CFTC Advisory Panel Compiles Warnings on Cloud Risks
What satisfies a service provider's auditors and regulators won't necessarily carry over to financial firms' examinations
Friday, April 12, 2019
By Ted Knutson
Cloud computing services, for all their popularity, economics and operational advantages, still require special technology and risk management attention. In other words, nothing should be assumed to be automatic.
That was the message in a report by the cybersecurity subcommittee of the Commodity Futures Trading Commission's Technology Advisory Committee (TAC), delivered at a meeting on March 27.
The report preceded an April 10 statement of official regulatory concern in a "joint advice" issued by the European Banking Authority and two other EU agencies “on the need for legislative improvements relating to ICT [information and communication technology] risk management requirements.” Among the caveats: “The presence of third‐party providers in financial services can lead to concerns about their operational resilience including the cyber vulnerabilities to which relevant entities are exposed through these providers ... A limited number of big players dominate cloud services for the financial sector and there are concerns that their interconnectedness in the financial system could be a single point of failure if one were to be subject to a serious breach.”
“Just because a service is 'in the cloud' doesn't necessarily mean it's guaranteed to provide DR [disaster recovery] and HA [high availability],” the CFTC subcommittee said. “As applicable, special efforts should be made to understand what the provider guarantees in this context.”
The group emphasized the importance of discovering and monitoring risks by noting that cloud-based infrastructure as a service (IaaS) is creating new challenges in a relationship of shared responsibility.
The subcommittee pointed out that a “cloud provider's environment, processes, and procedures will suffice for their auditors and regulators” but will not automatically transfer over to meet users' regulators' requirements.
The report is a compendium of caveats that apply across the regulated financial services sector, and not just to entities overseen by the CFTC.
Another caution: “Speed is not necessarily your friend when moving into a shared-responsibilities environment, especially with regulated apps and data. A strong foundation (infrastructure) prior to migrating services is necessary” and must include such components as data protection and encryption, service and application segmentation, intrusion detection and prevention capabilities, security information and event management (SIEM), and a vulnerability management strategy.”

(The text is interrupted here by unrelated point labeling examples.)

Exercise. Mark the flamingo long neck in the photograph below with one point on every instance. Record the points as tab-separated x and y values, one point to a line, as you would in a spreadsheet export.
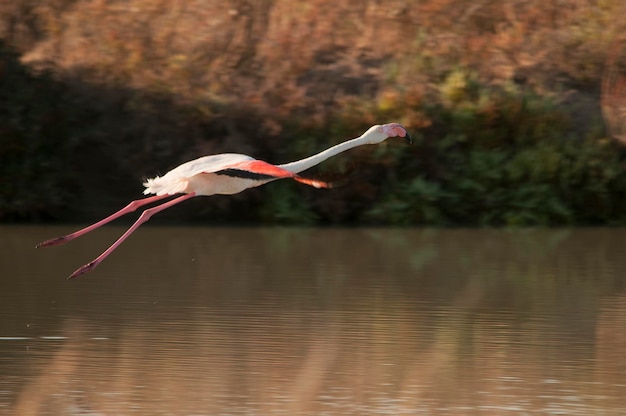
304	164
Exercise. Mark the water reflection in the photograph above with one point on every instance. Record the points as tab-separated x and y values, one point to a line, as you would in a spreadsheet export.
308	321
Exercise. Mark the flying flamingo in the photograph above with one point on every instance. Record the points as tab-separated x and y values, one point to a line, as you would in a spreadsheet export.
225	174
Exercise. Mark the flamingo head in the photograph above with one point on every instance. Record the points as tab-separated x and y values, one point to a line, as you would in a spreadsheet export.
380	133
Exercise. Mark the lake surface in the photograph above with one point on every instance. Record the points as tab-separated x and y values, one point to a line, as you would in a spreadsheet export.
289	321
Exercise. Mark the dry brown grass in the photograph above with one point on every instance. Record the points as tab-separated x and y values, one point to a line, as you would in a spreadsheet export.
285	58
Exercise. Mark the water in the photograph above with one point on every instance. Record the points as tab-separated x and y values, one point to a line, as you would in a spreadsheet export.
280	321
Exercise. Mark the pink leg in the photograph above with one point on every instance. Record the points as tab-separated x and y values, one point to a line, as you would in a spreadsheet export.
145	216
131	207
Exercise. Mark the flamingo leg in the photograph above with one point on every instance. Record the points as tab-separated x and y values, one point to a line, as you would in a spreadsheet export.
131	207
145	216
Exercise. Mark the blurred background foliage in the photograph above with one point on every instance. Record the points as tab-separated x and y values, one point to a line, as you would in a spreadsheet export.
518	107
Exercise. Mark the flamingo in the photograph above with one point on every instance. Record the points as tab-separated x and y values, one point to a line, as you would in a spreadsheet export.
225	174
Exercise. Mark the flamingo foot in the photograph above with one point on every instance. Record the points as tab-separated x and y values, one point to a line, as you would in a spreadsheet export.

“It is a good idea to analyze the data expected to flow through the cloud, specifically to ascertain adequate protections of confidential information and information barriers,” the group advised.

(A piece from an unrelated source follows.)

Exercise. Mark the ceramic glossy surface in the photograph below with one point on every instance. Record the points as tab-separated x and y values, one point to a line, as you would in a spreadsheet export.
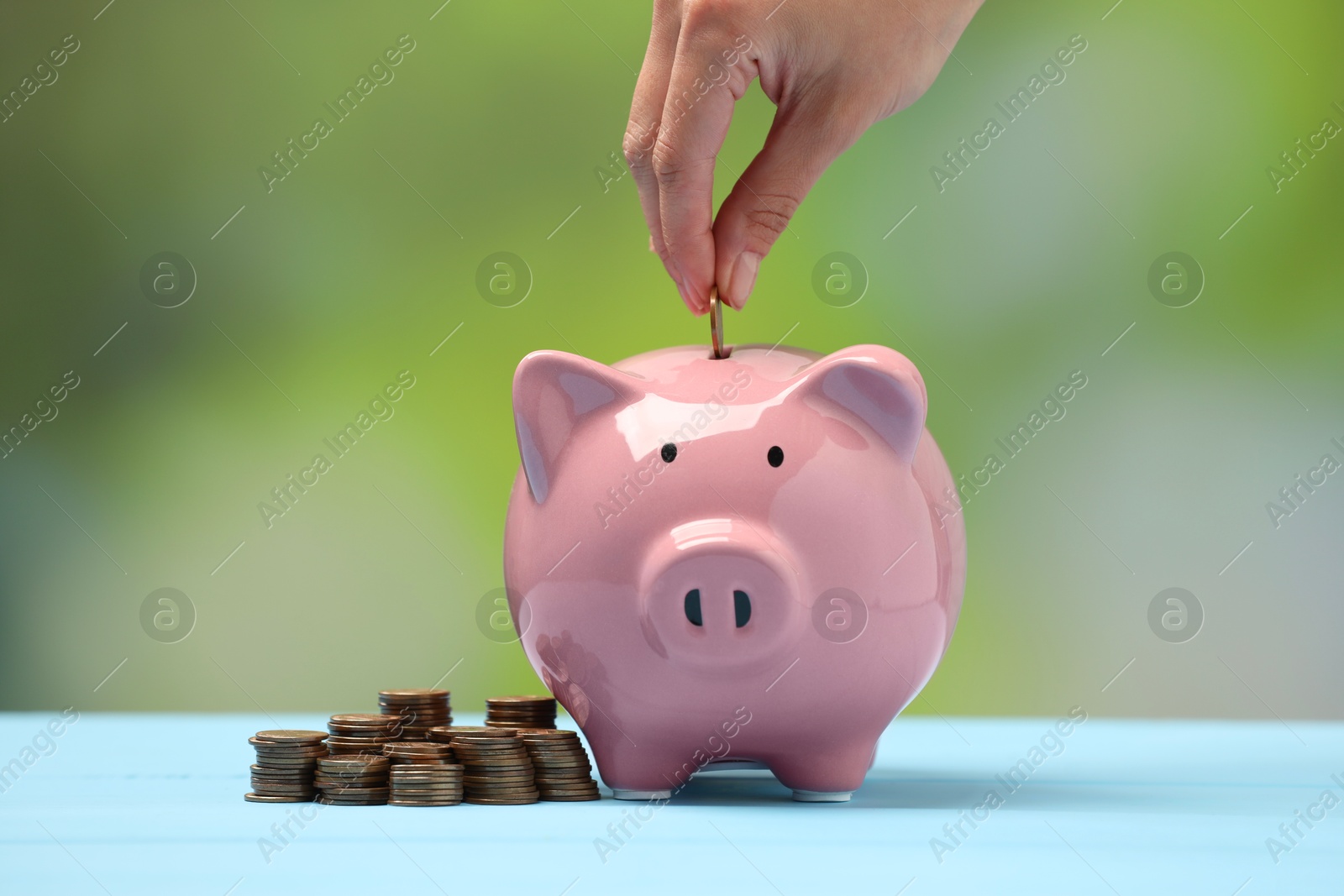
753	558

Regarding data protection and privacy as information migrates to the cloud: “You should understand what members of the cloud provider's team might have access to your data and what auditing capabilities you have of the access.”
In another of the TAC panels, on distributed ledger technology, Shawnna Hoffman of IBM's Cognitive Legal Practice, said that blockchain and artificial intelligence are “working together now . . . AI is making the blocks easy to search and provide predictions and insight into the data that is being tracked. It can pop up anomalies quickly on a blockchain dashboard for risk professionals.”
Those anomalies could include rogue trading activity, an example of the systems' pattern-recognition capability.
“Blockchain is one big database, just a different way building a database so documents are secure and can be time-stamped through a chain of blocks,” Hoffman explained.
She sees significant potential for blockchain in areas where intermediaries can be eliminated or streamlined, such as wire transfers, mortgages, bond sales, and digital identity. That would not be the case where there are no middlemen, such as email and sales and marketing.
Speeding Up Compliance
Charley Cooper, managing director of blockchain technology consortium R3, said, “It will be a long time before blockchain supports the speed requirement of mainstream exchanges in equities, FX and other asset classes.” But it can reengineer know-your-customer (KYC) legal and compliance checks.
“Pre-trade requirements around onboarding clients currently take days, weeks or months to fulfill” Cooper said. “An effective blockchain solution could reduce that lag to near real time.”
“Integrating blockchain will require significant effort on the part of financial firms' internal IT departments to integrate effectively,” he added in an interview subsequent to the TAC presentation.
Tara Kruse, global head of infrastructure and data, International Swaps and Derivatives Association (ISDA), contributed a presentation on CDM 2.0, the Common Domain Model designed to “standardize how derivatives are traded and managed through their lifecycle.”